PASCUA LAMA, Chile, March 2 (Reuters) - The peaks of the Andes mountains at Pascua Lama are desolate at more than 5,000 meters, especially in the summer when only scattered icefields decorate otherwise barren slopes of dull red, grey and yellow.
But under the ground at this spot between Chile and Argentina there is a treasure trove of at least 17 million ounces of gold that at today’s prices would have a value of some $11 billion.
Pascua Lama is one of the great global gold finds.
“Having a (nearly) 20-million ounce deposit is really unique,” said Greg Wilkins, chief executive of Canada’s Barrick Gold Corp. (ABX.TO), the world’s largest gold miner and owner of Pascua Lama. He said Pascua Lama also will be the world’s single-largest source of silver once the project is running.
For years, the project struggled to get environmental approval from Argentina and Chile. Farmers and environmentalists launched protests, saying the project would compromise water supplies and harm icefields and glaciers. The protests echoed all the way to Barrick’s home city Toronto.

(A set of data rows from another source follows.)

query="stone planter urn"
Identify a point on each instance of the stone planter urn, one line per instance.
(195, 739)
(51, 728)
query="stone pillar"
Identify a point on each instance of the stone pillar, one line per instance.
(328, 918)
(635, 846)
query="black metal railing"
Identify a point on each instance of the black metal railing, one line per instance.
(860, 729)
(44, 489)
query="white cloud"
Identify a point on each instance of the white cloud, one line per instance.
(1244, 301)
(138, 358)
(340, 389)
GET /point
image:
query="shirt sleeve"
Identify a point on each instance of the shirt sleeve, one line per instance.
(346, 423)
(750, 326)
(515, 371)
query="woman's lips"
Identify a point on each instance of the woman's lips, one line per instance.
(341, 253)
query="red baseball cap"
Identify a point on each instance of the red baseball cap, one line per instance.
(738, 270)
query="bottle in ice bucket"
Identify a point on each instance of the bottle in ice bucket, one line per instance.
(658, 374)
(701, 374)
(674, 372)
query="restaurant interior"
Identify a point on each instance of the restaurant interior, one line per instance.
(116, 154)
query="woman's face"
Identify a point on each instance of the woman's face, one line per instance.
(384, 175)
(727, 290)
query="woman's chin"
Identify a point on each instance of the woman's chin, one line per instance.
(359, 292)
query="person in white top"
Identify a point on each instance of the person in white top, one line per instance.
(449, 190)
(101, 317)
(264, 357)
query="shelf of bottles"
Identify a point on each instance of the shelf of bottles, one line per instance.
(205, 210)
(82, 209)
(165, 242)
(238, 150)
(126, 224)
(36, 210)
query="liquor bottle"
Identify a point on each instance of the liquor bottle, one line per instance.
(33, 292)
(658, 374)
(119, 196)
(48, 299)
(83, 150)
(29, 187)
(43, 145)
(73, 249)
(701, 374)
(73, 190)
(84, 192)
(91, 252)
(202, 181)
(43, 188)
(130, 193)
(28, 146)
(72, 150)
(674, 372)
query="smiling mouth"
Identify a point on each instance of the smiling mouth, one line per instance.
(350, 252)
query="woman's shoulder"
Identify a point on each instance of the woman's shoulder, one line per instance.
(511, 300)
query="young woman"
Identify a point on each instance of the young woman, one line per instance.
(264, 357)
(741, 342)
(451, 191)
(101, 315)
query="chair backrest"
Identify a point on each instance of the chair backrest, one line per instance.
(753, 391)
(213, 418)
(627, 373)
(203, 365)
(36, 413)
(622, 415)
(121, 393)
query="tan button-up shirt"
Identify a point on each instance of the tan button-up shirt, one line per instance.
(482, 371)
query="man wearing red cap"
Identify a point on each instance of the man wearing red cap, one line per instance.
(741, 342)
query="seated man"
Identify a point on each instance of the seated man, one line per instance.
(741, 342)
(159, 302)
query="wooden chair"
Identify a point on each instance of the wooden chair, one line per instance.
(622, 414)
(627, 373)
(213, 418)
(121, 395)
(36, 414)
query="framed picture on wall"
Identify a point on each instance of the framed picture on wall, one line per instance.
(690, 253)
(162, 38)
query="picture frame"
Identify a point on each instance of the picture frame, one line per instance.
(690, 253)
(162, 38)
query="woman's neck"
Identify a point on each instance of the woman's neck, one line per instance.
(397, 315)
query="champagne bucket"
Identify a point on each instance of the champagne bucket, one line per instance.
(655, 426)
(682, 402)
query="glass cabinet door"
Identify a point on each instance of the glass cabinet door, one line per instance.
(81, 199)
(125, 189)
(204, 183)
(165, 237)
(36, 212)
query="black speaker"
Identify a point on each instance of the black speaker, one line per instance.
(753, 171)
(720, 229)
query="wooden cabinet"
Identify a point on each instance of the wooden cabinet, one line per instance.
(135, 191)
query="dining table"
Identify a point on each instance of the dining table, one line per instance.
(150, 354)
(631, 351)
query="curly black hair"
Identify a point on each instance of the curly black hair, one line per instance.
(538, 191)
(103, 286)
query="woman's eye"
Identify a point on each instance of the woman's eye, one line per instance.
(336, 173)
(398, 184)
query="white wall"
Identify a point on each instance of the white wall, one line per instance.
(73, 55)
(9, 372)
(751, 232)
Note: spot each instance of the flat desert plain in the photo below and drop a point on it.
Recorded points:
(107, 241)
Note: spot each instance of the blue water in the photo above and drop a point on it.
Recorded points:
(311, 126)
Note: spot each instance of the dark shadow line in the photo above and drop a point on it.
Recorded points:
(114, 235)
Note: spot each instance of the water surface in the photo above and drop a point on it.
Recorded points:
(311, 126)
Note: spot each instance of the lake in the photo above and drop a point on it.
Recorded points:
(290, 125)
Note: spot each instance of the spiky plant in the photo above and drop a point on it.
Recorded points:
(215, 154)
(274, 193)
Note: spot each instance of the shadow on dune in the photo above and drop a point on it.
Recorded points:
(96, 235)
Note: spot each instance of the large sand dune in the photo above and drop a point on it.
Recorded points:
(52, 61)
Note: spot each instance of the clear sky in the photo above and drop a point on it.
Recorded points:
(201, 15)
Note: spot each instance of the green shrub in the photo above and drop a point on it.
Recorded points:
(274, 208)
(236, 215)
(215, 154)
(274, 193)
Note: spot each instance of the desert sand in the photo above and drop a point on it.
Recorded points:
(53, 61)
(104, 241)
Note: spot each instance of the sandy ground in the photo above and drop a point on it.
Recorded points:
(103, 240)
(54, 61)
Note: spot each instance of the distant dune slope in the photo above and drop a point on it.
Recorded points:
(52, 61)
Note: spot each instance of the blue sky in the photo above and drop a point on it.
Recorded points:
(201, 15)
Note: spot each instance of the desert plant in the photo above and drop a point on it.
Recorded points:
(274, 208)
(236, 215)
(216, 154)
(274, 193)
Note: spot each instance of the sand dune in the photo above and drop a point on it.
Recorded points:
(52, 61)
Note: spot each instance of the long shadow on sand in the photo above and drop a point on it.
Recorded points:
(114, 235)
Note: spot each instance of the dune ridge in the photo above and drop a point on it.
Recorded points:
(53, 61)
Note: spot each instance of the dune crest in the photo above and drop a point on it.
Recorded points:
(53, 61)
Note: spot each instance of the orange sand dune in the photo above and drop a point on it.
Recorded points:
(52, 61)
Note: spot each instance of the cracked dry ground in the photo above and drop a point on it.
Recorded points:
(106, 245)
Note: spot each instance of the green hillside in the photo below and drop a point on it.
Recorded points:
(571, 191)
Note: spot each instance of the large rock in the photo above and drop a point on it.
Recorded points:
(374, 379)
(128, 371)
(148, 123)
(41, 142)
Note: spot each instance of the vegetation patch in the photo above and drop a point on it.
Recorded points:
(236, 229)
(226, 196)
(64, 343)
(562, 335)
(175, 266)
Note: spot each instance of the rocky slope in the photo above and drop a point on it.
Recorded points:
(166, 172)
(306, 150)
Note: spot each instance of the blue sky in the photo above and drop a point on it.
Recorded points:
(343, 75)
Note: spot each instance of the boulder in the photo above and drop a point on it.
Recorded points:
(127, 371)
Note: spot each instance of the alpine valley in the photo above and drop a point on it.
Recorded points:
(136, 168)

Barrick agreed not to touch the ice, which fringes on the area where it will build the open-pit mine.
Around the site, snow formations known as penitentes, thin blades of ice the height of a grown man, look like medieval glass spikes guarding against invasion.
While protests may continue in Chile, Wilkins said this week Barrick could start construction there as early as September if it gets the rest of the needed sectoral permits and resolves outstanding fiscal matters.
The Pascua Lama deposit is 70 percent in Chile and 30 percent in Argentina. But most of the permitting required is on the Argentine side of the border.
“We have to work respecting two different governments, with different laws, different idiosyncrasies,” said Pascua Lama operations manager Ricardo Palma at a site office at 4,000 meters altitude when asked this week about what remains to be done before construction can begin.
It will take three years to build the mine once full construction starts.
The size of the project is nearly as impressive as its surrounding hostile terrain, where the air is low in oxygen and the wind carries sharp sands that bite the skin.
Toronto-based Barrick, which holds nine of the world’s 40 or so world-class gold deposits, said last month it reassessed capital costs at Pascua Lama at between $2.3 billion and $2.4 billion, up nearly $1 billion from its last assessment. It cited inflation and additional costs to protect glaciers and ice fields.
Wilkins said the higher costs came amid inflation in factors ranging from labor costs, up 68 percent in Argentina, steel prices, up 70 percent since 2004, cement costs, up 60 percent just in 2006, among others.
“There is a whole series of inflationary costs associated with just about every aspect of construction,” he said in a conference call this week.
Wilkins said Barrick plans to mitigate those costs as much as possible through innovative construction approaches and a redesign of its mill facility, among other measures.
The company is also looking at looking for ways to complement the Pascua Lama operations with Barrick’s Veladero gold mine, just a few kilometers away on the Argentine side of the Andes.
It could also send concentrate, which will comprise 30 percent of output from Pascua Lama, to its Zaldivar copper mine facilities in Chile for processing.
Barrick says it is also looking for creative ways to save costs and is conducting studies on the use of wind power.
“I’ve been a great proponent of doing that since I was up there and endured some of those 100-plus km per hour (65 miles per hour) winds,” said Wilkins.
Even without more cost saving measures, Pascua Lama promises to be one of the lowest cost gold projects in the world, with a long mine life of 23 years that will firmly establish the company in Chilean mining.